What do we do with all of these extra tokens?

Context Window Growth

Source: meibel.ai

What do we do with all of these tokens?

We need a way to put more relevant information in the context window in order to make the output better
- 2023: Retrieval Augmented Generation (RAG)
- 2024: Tool use
Wild idea: what if we just...ask the LLM to put more relevant tokens in its own context?

Before:

After:

Why does this work so well?

The Evolution of Large Language Models

2017

Transformers

Attention is All You Need

2018

Early pre-trained models

"Just" Predict the Next Token

2019-20

Scale

Emergent Behaviors

2022

Alignment

Reinforcement Learning and Finetuning

2023-24

Tool Use

Functions

Late 2024

Reasoning

Extended Thinking

2025

Agents

Autonomous Systems

Agents

Early LLMs could only do relatively short time-horizon tasks
- Chatbots with short answers worked fine (kind of)
- "Fancy" in-line code completion was another early application
- With longer time-horizon tasks, early LLMs would quickly go "off the rails"
As LLMs got larger and reinforcement learning got better, longer running tasks became more feasible
- Key insight: Let the model see the results of its actions and iterate on that feedback
- For instance, what if we:
  - Ask the model to generate code
  - Give the model a tool to run the compiler on the code it generated
  - Add the results of the compilation in the context window
  - Ask it to fix its compilation errors
This feedback loop is what transforms a chatbot into an "agent"

Agent Task Length Over Time

Growth in agent task length capabilities over time

Source: metr.org

Agents: Code Search Tool

How do agents understand a 1M+ line codebase with only a few hundred thousand tokens of context?
Maybe a better question: how do humans do this?
- We search through the code for key entry points (e.g., main()),
- …then we read code called by those entry points...
- …and types and key data structures.
- When we want to understand a specific piece of functionality, we search for key strings or patterns related to that functionality
- In other words, we only "load" part of the code into our "context window"
- And maybe we "load" a summary of the rest of the code (and how it works) into our "context window" if we've been working on the project for a while
Agents can do this too!

Coding with LLMs

AI is really good at helping you understand code

My "AGI pill" moment

Anthropic monorepo: ~4M lines of code at the time
- Mostly in languages I haven't used professionally in the past decade (Python, Rust, and TypeScript)
My third day at Anthropic:
- "Make <feature I've never heard of> faster using <tool I've never heard of>, or maybe <other tool I've never heard of>"
- …oh, and this change will impact every production image build we do.
- Colleague: "I'll give you a tour of the codebase tomorrow"
- Me: "I wonder if Claude knows how to do this"
- …three hours later: pull request is ready.
- Colleague, next morning: "So I see you sent me a pull request before I even gave you a tour of the codebase..."

Coding with Agents

A coding agent is like a junior engineer who has read the whole internet.
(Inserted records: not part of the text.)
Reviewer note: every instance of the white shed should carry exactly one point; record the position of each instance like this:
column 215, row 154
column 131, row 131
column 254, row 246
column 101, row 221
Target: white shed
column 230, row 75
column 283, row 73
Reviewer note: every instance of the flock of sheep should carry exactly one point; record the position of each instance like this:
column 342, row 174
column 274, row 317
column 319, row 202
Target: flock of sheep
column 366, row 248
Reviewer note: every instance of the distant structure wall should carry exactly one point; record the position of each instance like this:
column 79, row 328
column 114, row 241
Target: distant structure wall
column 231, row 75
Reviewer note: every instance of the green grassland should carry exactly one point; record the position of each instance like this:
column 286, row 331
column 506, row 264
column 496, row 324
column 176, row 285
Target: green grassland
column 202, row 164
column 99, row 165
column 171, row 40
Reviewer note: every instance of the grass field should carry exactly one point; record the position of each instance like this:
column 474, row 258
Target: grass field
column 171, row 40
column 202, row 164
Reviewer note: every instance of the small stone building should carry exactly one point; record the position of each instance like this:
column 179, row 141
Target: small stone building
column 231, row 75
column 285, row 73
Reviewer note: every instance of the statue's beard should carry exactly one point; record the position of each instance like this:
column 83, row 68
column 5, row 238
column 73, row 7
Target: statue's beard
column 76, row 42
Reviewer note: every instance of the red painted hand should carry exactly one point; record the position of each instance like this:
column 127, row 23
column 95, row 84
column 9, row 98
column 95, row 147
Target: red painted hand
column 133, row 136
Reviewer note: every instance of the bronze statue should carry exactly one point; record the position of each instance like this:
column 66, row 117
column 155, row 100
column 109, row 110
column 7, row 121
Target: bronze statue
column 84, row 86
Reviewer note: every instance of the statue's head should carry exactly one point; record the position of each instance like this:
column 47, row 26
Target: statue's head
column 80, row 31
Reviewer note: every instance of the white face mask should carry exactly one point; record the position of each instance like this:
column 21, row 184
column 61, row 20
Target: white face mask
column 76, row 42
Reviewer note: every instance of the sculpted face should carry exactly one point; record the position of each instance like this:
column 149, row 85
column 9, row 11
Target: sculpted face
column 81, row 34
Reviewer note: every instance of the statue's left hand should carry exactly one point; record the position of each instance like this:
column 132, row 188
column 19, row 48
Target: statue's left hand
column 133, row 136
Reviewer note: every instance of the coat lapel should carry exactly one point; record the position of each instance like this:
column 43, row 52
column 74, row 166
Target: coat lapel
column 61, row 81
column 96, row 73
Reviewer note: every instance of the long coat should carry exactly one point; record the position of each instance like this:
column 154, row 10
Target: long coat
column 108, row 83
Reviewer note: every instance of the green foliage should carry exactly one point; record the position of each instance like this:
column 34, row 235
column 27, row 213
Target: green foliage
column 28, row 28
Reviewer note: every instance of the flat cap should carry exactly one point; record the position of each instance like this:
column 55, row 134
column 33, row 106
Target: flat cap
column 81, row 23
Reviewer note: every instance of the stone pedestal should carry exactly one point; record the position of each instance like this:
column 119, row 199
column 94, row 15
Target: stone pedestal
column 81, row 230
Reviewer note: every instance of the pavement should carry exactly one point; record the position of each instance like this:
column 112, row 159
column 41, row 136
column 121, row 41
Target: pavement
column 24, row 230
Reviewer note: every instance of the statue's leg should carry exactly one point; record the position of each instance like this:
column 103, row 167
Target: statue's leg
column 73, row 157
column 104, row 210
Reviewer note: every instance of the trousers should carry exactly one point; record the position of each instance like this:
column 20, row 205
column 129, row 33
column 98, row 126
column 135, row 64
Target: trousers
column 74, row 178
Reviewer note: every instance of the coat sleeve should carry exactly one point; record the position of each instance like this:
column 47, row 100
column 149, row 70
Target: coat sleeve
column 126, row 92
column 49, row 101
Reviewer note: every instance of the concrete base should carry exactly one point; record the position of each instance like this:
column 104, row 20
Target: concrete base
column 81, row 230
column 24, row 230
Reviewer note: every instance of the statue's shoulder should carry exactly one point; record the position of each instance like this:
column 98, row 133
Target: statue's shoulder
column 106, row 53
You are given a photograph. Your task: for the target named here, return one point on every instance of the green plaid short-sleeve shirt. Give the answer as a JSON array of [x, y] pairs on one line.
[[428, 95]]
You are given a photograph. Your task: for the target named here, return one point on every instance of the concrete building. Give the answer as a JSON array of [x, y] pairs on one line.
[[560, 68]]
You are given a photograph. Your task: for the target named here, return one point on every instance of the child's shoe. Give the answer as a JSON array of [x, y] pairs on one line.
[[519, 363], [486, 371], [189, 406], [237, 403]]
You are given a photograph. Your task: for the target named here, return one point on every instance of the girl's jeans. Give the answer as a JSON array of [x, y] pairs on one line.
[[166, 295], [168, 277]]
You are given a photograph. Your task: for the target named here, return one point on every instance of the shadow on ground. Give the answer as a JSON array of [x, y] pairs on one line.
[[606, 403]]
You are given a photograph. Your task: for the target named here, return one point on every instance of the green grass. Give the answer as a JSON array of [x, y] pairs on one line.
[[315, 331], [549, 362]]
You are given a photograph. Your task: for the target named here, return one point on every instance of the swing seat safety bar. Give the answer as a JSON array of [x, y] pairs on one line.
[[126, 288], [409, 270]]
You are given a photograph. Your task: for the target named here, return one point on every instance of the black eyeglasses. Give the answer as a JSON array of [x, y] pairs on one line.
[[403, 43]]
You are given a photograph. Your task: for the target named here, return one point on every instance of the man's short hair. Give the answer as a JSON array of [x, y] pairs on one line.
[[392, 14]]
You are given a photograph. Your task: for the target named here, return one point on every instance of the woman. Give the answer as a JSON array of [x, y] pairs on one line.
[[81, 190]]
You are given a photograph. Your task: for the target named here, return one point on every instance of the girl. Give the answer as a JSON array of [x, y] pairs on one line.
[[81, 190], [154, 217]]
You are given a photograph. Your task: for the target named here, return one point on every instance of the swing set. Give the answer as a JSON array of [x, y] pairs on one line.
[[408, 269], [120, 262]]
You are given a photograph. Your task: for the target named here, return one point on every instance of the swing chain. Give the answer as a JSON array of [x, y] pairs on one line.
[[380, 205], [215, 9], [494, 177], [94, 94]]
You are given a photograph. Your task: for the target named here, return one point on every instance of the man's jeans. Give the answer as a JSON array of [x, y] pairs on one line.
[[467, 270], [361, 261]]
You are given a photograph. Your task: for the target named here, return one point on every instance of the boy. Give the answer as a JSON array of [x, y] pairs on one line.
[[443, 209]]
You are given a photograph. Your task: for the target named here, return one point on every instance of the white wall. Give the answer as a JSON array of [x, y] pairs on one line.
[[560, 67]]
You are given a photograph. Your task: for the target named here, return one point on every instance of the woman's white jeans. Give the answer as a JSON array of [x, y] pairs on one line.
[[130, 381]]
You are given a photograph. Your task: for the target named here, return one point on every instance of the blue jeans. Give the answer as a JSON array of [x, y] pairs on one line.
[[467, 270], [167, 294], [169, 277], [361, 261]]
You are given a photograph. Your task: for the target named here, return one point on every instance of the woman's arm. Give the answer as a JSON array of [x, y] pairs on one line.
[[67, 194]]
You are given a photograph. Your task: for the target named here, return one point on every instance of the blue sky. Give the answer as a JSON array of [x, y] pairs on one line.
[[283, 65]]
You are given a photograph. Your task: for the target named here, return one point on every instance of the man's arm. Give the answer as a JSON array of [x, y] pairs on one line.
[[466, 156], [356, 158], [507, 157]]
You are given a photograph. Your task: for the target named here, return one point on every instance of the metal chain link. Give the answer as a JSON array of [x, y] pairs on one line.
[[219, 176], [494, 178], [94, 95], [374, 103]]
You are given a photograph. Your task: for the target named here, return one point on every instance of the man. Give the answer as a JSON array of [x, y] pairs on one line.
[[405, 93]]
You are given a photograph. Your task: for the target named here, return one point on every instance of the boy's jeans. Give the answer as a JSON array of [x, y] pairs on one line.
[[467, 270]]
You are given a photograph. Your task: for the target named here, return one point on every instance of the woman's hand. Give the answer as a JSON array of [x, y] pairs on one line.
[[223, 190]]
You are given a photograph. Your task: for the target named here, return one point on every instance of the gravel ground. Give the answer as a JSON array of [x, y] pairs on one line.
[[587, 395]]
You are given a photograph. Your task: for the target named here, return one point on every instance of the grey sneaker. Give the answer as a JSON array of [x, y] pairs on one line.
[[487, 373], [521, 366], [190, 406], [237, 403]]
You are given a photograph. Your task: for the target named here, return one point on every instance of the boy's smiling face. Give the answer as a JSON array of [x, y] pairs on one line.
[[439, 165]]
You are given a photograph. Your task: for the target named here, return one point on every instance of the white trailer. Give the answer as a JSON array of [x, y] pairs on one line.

They struggle with large scope tasks
- Abstraction design
- Code that's used in a lot of different scenarios
- Libraries with a diverse set of stakeholders
They tend to overperform on highly arcane or obscure tasks that are smaller in scope
- Build systems
- Template metaprogramming
- Compiler intrinsics

Modes of Operation

Rapid prototyping
"Side-quests"
- Handwrite mission-critical code, dispatch agents for auxiliary code
Planning and brainstorming
- Helping with "writer's block"
Learning and exploration
Refactoring, boilerplate generation, modernization, cross-language translation
Test generation

The Side-Quest Strategy

You write the core logic. AI writes everything else.

Your Focus

Core algorithm
Architecture and code structure
Design and strategy
Security logic

AI's Work

Build system configuration
Benchmarking harnesses
Error handling boilerplate
Unit tests
Documentation

This alone can double your velocity on new features

Best Practices: Don't Be "Surprising"

If the LLM keeps "guessing" your library interface incorrectly, maybe it's too surprising (too "cute")
If the LLM is "guessing" the effects of your function incorrectly, maybe it needs a better name
Overthink the "principle of least astonishment"
- When you write code that an agent might read, actively think through all of the ways your code could be misinterpreted
- Be creative: what is the most "bland" way you can say the same thing?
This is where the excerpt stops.